Traveling by bus isn’t quite the adventure it was during the days of my youth. I guess that’s a good thing, for me. Why the bus even has electrical outlets and WiFi. And the WiFi works.

Bus stations are certainly fewer and farther in between nowadays. Why I can remember in the old days — time to roll your eyes boys and girls — when every little mud hole and town that was big enough for a city limit sign had a bus station. Of course, there were more bus companies than just Greyhound back then as well. Let’s consider my trip today to the VA hospital in Houston.

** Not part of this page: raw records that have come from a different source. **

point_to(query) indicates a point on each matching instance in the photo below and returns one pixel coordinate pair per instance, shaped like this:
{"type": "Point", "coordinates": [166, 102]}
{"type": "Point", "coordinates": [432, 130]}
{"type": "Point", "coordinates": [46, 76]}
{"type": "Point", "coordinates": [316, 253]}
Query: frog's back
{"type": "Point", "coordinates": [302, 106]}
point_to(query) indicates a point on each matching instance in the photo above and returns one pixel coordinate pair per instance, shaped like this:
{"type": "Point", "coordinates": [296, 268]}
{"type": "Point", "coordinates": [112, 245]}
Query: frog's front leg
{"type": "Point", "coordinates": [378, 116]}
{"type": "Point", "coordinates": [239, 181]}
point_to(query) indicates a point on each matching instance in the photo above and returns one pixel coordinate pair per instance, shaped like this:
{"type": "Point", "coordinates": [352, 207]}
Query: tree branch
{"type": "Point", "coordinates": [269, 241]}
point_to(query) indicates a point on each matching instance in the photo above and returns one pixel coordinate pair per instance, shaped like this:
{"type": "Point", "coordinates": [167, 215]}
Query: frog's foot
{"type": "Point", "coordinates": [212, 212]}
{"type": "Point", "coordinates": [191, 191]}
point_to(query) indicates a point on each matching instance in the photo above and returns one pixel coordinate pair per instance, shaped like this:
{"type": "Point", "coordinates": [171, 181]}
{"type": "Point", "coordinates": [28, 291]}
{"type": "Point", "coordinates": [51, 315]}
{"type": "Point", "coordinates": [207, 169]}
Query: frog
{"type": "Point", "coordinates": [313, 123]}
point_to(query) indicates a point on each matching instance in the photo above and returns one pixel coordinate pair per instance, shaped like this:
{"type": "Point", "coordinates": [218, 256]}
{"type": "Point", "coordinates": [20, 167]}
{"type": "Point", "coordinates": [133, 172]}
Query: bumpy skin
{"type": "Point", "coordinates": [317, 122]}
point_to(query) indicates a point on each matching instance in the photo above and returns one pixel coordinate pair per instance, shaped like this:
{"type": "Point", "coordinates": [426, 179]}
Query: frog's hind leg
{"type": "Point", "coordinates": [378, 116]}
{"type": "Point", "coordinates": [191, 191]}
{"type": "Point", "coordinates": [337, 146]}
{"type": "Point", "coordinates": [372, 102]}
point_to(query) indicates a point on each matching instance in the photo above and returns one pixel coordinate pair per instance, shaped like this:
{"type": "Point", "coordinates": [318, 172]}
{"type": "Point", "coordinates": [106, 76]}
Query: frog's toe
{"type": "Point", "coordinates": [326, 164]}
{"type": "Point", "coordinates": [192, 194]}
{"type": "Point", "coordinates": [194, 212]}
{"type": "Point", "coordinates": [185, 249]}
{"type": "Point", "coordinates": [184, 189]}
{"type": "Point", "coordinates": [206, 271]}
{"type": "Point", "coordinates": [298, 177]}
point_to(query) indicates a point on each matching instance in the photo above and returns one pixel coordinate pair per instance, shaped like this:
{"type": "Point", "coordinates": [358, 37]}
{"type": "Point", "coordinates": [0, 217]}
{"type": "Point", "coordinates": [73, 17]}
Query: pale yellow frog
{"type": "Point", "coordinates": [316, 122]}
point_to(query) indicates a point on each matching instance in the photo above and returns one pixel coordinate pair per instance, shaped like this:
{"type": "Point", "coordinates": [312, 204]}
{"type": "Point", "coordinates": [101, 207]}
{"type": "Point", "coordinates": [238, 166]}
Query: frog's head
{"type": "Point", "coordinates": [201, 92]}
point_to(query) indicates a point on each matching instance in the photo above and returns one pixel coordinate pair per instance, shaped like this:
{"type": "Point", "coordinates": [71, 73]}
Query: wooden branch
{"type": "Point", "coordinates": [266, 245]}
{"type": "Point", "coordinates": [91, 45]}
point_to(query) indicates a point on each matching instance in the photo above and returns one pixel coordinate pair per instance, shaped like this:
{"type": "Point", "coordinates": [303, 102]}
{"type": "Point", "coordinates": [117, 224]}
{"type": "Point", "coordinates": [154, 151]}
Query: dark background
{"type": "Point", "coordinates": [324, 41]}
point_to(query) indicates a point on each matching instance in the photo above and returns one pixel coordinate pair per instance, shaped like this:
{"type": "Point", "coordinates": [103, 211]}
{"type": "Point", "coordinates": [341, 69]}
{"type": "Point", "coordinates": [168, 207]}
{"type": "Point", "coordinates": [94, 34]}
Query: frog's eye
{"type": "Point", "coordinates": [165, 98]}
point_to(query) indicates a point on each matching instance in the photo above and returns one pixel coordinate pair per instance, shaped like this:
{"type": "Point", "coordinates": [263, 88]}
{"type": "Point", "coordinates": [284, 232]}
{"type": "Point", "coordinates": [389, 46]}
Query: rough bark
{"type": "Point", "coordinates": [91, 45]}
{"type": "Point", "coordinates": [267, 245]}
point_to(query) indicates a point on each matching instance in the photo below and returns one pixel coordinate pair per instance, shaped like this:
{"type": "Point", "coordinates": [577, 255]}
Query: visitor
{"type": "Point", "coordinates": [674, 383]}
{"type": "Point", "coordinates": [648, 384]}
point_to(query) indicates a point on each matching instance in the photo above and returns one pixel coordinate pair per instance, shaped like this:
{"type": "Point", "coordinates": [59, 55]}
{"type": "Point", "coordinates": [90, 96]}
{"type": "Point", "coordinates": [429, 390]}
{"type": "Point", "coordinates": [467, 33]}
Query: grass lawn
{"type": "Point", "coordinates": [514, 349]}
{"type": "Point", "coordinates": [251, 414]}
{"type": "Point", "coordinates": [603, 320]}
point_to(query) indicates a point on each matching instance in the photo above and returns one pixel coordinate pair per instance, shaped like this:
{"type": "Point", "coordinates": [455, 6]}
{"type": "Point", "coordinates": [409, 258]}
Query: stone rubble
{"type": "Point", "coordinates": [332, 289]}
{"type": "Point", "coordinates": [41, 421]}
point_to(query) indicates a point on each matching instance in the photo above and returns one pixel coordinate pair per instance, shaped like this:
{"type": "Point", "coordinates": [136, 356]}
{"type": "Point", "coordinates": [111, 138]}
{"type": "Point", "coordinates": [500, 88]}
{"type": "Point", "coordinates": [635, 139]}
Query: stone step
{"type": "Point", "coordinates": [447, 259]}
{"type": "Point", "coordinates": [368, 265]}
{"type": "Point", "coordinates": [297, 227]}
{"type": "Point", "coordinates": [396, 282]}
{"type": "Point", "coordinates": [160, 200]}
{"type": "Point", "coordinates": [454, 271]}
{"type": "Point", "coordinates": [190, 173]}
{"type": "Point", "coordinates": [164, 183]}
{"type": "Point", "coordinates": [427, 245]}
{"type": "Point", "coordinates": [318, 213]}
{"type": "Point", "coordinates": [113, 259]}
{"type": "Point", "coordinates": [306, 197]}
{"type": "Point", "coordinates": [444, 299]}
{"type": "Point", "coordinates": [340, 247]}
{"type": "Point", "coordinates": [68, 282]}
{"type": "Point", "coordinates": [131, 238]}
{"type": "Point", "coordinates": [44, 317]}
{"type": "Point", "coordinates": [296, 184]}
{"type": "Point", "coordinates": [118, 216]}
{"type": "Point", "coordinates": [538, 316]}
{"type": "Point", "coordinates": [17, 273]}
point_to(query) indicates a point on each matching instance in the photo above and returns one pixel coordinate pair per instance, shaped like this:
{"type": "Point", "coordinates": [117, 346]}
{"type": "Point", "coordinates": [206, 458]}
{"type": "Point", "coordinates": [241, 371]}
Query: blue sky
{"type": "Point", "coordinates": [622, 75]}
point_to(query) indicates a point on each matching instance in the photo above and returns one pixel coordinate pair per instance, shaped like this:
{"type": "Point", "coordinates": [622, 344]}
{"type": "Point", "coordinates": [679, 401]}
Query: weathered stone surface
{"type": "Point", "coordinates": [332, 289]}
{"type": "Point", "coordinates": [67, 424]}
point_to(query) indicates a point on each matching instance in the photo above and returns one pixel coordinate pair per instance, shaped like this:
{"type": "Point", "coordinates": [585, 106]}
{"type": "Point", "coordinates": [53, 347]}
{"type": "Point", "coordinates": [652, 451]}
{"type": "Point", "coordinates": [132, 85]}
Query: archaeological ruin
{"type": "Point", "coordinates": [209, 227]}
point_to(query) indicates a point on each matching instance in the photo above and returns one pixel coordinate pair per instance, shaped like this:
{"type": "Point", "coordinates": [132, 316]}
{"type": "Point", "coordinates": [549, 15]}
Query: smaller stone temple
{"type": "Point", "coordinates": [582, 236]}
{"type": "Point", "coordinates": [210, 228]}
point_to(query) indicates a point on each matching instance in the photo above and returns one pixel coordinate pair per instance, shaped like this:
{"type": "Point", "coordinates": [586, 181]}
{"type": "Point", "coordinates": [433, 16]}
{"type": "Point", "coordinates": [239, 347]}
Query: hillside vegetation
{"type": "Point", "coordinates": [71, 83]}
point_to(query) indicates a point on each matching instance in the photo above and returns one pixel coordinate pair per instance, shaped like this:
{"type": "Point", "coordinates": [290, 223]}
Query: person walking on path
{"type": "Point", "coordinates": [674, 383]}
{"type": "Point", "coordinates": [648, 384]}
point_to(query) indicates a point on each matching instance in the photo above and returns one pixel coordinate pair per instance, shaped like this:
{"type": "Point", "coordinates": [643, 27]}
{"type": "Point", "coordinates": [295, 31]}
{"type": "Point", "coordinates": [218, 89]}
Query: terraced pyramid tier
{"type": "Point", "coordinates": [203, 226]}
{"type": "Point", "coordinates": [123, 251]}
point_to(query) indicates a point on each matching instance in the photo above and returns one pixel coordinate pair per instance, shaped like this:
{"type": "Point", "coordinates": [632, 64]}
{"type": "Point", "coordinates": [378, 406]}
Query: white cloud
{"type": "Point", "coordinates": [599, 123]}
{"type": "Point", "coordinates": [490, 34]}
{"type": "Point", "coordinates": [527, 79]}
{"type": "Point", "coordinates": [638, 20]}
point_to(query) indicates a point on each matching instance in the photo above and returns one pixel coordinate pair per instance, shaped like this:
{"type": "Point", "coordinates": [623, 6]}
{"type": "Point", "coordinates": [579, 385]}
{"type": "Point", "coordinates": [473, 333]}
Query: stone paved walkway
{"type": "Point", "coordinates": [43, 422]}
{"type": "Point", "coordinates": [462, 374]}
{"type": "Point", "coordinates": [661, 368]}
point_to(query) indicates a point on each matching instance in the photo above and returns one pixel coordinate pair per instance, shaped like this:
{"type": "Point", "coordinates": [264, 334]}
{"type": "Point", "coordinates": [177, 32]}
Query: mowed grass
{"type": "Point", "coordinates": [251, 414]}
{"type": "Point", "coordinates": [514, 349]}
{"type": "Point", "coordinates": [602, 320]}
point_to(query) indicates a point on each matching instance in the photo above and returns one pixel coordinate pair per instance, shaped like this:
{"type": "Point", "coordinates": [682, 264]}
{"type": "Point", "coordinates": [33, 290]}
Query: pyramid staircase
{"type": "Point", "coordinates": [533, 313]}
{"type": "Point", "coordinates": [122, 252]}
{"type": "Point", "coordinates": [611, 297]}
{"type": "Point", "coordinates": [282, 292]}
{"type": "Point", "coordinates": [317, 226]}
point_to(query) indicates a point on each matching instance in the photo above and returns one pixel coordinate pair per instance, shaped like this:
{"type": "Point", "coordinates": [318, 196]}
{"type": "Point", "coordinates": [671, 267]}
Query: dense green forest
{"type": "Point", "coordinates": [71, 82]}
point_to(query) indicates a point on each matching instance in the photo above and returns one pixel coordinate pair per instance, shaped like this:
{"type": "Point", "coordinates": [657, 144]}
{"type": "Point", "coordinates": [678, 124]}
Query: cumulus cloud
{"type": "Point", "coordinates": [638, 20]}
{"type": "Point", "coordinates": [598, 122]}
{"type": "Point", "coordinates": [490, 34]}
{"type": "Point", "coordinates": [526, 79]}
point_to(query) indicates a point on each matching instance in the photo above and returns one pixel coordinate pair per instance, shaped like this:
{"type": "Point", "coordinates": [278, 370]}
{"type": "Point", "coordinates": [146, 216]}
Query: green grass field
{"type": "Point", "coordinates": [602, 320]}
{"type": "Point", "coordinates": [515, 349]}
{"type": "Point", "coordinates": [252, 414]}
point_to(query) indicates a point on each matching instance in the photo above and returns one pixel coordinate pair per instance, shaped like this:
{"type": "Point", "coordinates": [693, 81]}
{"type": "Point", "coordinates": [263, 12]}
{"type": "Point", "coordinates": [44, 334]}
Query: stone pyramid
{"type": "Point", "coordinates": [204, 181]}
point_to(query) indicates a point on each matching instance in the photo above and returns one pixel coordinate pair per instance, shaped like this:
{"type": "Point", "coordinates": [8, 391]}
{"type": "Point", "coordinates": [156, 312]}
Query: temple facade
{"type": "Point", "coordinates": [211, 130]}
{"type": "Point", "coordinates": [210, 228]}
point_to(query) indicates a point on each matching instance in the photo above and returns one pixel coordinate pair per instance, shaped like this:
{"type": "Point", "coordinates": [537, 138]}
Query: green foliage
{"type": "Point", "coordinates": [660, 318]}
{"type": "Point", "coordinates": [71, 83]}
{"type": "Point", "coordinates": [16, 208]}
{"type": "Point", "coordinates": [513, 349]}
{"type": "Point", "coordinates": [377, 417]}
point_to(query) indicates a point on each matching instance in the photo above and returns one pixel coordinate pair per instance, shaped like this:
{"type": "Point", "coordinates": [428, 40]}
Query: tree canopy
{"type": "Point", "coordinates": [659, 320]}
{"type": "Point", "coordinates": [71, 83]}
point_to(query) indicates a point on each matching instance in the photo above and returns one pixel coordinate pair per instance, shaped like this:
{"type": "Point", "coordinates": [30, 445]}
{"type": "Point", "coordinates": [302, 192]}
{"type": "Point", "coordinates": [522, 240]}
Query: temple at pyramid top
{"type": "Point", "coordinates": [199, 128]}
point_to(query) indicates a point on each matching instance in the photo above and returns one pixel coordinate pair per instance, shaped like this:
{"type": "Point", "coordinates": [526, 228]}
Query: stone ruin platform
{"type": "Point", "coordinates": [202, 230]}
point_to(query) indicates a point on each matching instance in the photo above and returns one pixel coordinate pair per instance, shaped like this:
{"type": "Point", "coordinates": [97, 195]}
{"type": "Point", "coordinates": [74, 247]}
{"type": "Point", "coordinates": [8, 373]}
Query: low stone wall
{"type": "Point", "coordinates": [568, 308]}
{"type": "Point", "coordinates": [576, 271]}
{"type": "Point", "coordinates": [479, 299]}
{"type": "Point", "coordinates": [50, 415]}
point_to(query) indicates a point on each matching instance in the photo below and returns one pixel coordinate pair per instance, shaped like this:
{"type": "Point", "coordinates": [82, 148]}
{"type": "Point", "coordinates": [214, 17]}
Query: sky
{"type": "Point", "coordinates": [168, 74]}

The bus route from Beaumont to Houston — a straight shot west on Interstate 10 — now travels to Port Arthur on U.S. 69/96/287 where it stops at some Latino bodega on Gulfway Drive a.k.a. State Highway 87. The bus then picks up Texas 73 to Winnie, which is not named after Winnie the Pooh, or at least I don’t believe that is the case. The route jumps back on I-10 and makes another stop at a convenience store on the north side of the interstate in Baytown before heading downtown to the Houston bus station.

On the bus I’m now riding it is “an express” to Rose City as this puppy’s major destination is New Orleans and, perhaps even Miami, or Cuba.

We just now passed a traffic SNAFU that held us up for awhile. It looks as if three Army trucks were somehow involved. It looked more like a breakdown than an accident. One certainly hopes so. It is already 5:30 and we are at least 30 or so miles from Beaumont. If I make it back by the time I intended to depart Houston I will feel lucky indeed. I really better quit while I’m ahead now. Or as one of my old hippie friends used to say: “Better quit while I’m a head.”